China boasts one of the oldest civilizations in the world, dating back to 2700BC. The country’s rich history is filled with stories of powerful family dynasties, mystical folklore and ancient customs. Much of this intriguing past is reflected in the many ancient relics, monuments and architecture that can be found throughout the country.
The Terracotta Army in Xi’an is a collection of over 8,000 man-made warriors, horses and chariots that was buried with the first emperor of China. Along with the overwhelming size of this colossal funerary art, the sculptures are thought to be made as early 246 BCE.

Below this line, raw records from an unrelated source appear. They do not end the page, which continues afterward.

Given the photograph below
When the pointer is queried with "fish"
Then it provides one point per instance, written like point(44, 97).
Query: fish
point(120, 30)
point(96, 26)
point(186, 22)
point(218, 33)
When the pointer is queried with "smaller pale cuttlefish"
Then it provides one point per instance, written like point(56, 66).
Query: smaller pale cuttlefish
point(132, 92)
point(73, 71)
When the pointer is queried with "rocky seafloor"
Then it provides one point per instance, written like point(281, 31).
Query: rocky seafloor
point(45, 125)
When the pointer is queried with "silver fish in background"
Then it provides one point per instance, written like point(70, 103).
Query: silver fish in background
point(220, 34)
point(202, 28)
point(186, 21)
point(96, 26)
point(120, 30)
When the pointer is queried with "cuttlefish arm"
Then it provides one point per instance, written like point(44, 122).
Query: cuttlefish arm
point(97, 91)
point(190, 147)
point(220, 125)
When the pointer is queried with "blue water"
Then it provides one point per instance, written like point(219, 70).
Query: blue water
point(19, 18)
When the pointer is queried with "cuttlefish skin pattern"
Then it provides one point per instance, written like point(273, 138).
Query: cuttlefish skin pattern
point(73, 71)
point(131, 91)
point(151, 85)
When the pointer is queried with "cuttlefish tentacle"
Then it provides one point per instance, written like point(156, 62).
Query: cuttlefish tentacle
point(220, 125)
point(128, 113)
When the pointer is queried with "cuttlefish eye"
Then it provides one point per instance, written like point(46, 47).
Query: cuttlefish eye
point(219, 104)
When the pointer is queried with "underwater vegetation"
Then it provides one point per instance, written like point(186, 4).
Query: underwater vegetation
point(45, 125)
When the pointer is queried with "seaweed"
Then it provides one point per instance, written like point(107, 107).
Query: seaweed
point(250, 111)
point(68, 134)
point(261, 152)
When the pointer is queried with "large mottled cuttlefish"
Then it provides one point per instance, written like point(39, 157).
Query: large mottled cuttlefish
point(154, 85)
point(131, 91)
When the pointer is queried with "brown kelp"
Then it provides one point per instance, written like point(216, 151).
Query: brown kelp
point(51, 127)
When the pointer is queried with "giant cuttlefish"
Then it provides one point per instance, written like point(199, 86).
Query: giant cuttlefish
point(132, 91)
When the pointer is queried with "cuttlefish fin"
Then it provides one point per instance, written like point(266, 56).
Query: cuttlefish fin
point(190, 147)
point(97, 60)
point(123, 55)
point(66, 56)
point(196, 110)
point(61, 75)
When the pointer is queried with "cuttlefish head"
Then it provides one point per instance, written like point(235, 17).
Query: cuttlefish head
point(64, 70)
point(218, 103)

The Forbidden City and Great Wall in Beijing also hold great importance in history. The former boasts the largest collection of preserved ancient wooden structures, and the latter is over 2,000 years old, and can still be walked on today.
The Summer Palace, also in Beijing, is the largest imperial garden in China, as well as the most well-preserved. With construction beginning in 1750, the 740-acre plot incorporates beautiful natural landscape, such as lakes and hills, with some of the most exquisite architectural designs of the time.
As with much of China, spring and autumn are ideal times to visit Beijing and Xi’an. However, as many of China’s historical attractions are based indoors, such as ancient architecture and museums, summer trips are also a good time to learn about China’s history, while also escaping from the heat.
Take a local guide! Although there are often plaques that explain the background of these ancient monuments, a guide can give you an entirely different perspective of the sites with much more detail.